> Great! It's good to see that J-LO does not suffer a memory leak here.
> I think there have to be a couple of sentences in the paper
> that explain
> this: because J-Lo does not have a facility for using
> bindings in advice, you can make all variable bindings a weak
> ref. The same does not hold true for tracematches. Also, for
> tracematches there is a potential problem of disjuncts
> leaking. Why does that not happen in JLO, do you know?
Hmm, to be honest I do not see why it exists in the TM implementation.
In J-LO all the data is held within the formulae. So whenever we do a
transition, we take the formula and build it's successor formula under
the given input propositions. At this time, whenever we evaluate a
proposition held in the formula which in the meantime lost a binding
(the proposition has an internal counter to identify this), we evaluate
this proposition to "False", which means that it is on the one hand
semantically correct and on the other hand leads to elimination of the
proposition due to the way the successor formula is built (because
"False" AND "something" is "False" and "False" OR "something" is
"something"). Does that make sense?
So when exactly does this happen in the TM impl.?

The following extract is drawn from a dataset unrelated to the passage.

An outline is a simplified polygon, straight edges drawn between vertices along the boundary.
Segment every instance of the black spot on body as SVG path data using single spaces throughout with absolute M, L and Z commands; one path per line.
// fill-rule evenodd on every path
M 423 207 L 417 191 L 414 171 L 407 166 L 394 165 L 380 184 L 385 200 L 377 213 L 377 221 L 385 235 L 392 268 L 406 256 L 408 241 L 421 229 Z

> In any event, I think this is pretty strong evidence for the
> conclusion I prematurely wrote into the paper, namely that
> the #1 difference between the tm implementation and J-LO is
> the level of specialisation.
> Do you agree with this?
Yes, I would say exactly the same.
> Hm, calling gc does make a difference for the tm picture,
> making it a nice smooth line taking away any strange peaks.
> So I don't quite understand what is going on with your peaks.
Me neither. If I have the time I will try to investigate this further.